Two separate GitLab CI/CD pipelines:
Application pipeline (.gitlab-ci.yml):
Code Push → Build Docker image → Push to DockerHub → Deploy to EKS
Key design decisions:
- GitLab Runner with Docker executor
- Dedicated IAM user (
gitlab-ci) with minimal EKS permissions - Credentials injected via GitLab CI/CD variables — never stored in code
EKS Cluster
├── backend/
│ ├── Deployment (rolling update strategy)
│ ├── Service (LoadBalancer / NodePort)
│ ├── ConfigMap (environment configuration)
│ └── HPA (CPU/Memory autoscaling)
└── frontend/
├── Deployment
├── Service
└── ConfigMap
Cluster Autoscaler (CA) manages node scaling based on pending pods — coordinated with HPA for smooth scale-out under load.
Auto-scaling coordination (HPA + Cluster Autoscaler) The first major challenge: HPA scaled pods faster than CA added nodes, causing pending pods.

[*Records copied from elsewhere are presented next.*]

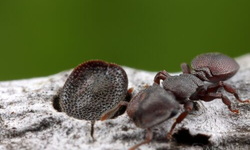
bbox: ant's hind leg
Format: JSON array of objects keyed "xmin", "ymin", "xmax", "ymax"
[
  {"xmin": 219, "ymin": 81, "xmax": 250, "ymax": 103},
  {"xmin": 154, "ymin": 70, "xmax": 170, "ymax": 84},
  {"xmin": 166, "ymin": 101, "xmax": 193, "ymax": 139},
  {"xmin": 201, "ymin": 93, "xmax": 239, "ymax": 114},
  {"xmin": 129, "ymin": 128, "xmax": 153, "ymax": 150}
]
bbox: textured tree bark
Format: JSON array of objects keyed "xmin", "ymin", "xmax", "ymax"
[{"xmin": 0, "ymin": 54, "xmax": 250, "ymax": 150}]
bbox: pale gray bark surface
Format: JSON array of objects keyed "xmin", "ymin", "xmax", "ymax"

Fixed by tuning CA buffer nodes and memory thresholds.
Zero-downtime deployments
Implemented proper readinessProbe and rollingUpdate strategy to ensure no traffic hits pods before they're ready.
Frontend HTTPS / CORS CloudFront forces HTTPS. Backend had to be exposed via ALB + ACM certificate on a custom subdomain to avoid mixed-content errors.
Incident — CI/CD cluster connectivity
Symptom : "couldn't get the server" during staging deployment
Diagnosis: GitLab logs → kubeconfig inspection
Root cause: Incorrect cluster credentials in CI/CD variables
Fix : Regenerated kubeconfig + validated connectivity
MTTR : 8 minutes
- Right-sized EC2 instances after load testing (m5.large → t3.medium for non-critical nodes)
- Mixed node groups: On-Demand (min capacity) + Spot instances (burst)
- S3 lifecycle policies for logs and backups
- RDS instance scheduling for dev/stage environments
This project was my real entry point into cloud infrastructure. Building it end-to-end taught me that:
- IaC is a methodology, not just a tool — versioning, testing, documentation matter as much as the code itself
- Auto-scaling requires fine tuning — enabling HPA/CA is step one, the real work is in the metrics and thresholds
- Security starts from the beginning — IAM least privilege, no secrets in code, network isolation
- FinOps is continuous — cost optimization is an ongoing process, not a one-time task
.
├── client/ # React frontend
├── server/ # Node.js backend
├── deployment/ # Kubernetes manifests (dev/stage/prod)
│ ├── dev/
│ ├── stage/
│ └── prod/
├── terraform/ # Infrastructure as Code
│ ├── modules/
│ └── environments/
├── .gitlab-ci.yml # CI/CD pipeline
└── docker-compose.yml # Local development
Built in 2024 — my first production-grade cloud infrastructure project. Current projects involve more advanced MLOps and Platform Engineering patterns.